Monday, September 27, 2010

Land without fat (part 7)

Round trips: Travelling the Cape West Coast - Land ‘Without Fat’

Apparently named after Admiral Antonio de Saldanha who was wounded here as long ago as 1503 by a group of Khoikhoi while collecting supplies, the intriguing port is merely 13km south of Vredenburg. It clings serenely (depending on the weather) to the northern edge of a large bay that reeks, on windy days, of fish because the town hosts many industries, that include crayfish, mussels, oysters and seaweed.

During the Second World War Saldanha Bay was very important because of its strategic location and safe anchorage as a convoy assembly point.  Green wrote that thousands of men in the war saw Saldanha Bay from the decks of troopships.

“For many of them it was their only glimpse of South Africa – just that huge, landlocked bay, the scavenging sea-birds, a fishing village in the northern arm, nothing to linger in the memories of sea-weary soldiers after a long passage. Men in the convoys which assembled there must have steamed on to the Middle East with bleak impressions of Saldanha” he wrote.

Today Saldanha Bay has a huge iron ore quay and is home to a large variety of fishing vessels. It’s also the largest natural bay in South Africa and in the summer transforms into a fishing, boating and water sport paradise. Its sheltered harbour plays an important part in the huge Sishen-Saldanha iron ore project at which Saldanha Steel, a state of the art steel mill, takes centre stage.

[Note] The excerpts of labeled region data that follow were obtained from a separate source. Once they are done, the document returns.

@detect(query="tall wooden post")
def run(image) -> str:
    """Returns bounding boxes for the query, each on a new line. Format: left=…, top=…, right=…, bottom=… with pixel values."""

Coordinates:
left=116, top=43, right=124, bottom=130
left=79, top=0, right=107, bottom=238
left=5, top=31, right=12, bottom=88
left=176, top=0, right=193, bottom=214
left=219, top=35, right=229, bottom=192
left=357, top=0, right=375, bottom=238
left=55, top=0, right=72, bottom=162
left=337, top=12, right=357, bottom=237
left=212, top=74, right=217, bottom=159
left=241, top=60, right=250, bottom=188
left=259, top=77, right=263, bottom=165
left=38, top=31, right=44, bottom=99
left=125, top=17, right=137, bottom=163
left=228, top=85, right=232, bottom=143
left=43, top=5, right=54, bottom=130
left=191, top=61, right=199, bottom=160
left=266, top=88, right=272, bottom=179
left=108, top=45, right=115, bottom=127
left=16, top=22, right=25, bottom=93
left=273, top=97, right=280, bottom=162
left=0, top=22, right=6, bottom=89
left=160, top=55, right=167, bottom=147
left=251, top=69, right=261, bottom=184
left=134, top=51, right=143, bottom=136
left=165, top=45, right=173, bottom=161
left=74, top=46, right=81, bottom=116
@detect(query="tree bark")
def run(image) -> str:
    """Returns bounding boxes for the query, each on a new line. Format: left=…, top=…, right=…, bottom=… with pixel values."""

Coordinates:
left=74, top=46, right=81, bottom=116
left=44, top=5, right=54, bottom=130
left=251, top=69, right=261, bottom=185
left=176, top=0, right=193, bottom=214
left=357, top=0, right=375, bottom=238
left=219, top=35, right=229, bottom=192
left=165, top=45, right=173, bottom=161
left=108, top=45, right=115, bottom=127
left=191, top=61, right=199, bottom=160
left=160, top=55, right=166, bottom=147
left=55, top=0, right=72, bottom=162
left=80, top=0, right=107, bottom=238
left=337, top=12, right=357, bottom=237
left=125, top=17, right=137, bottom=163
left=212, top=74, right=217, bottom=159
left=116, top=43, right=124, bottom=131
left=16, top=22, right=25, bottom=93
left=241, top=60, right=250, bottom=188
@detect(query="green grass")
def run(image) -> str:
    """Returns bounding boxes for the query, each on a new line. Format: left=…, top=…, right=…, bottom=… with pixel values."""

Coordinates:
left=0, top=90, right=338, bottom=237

According to Saldanha Tourism, between the 1870’s and 1880’s the Bay of Saldanha became a quarantine station. Ships carrying people with contagious diseases had to be removed as far, and as fast as possible, from Cape Town. The name of one of the first ships was the “Celt”... and what better place than the isolated and deserted harbour of Saldanha to banish them to.

At the southern horn of the bay, at Salamander, a large group of tents was spread over the little headland for the victims. Smallpox victims were regularly sent there and the graveyard at Salamander is witness to this. Only after the Anglo Boer War did the bay’s function as a quarantine station end.  

It’s an interesting port and well worth spending time there. The exceptional quality of the sunlight that afternoon, despite the blustery, cold wind straight off the ocean, would have left anyone camera trigger-happy and inspired to explore the French Huguenot Memorial, Doc's Cave, the Breakwater and Cummings Grave, among others. 

The breakwater was built in 1976 and is 1,8 km long. It connects the mainland with Marcus Island. There is also hiking trails for the nature lover at Oranjevlei and at the SAS Saldanha Naval Base.  Fishing trips and boat excursions to the islands in the bay can be organized, weather permitting of course.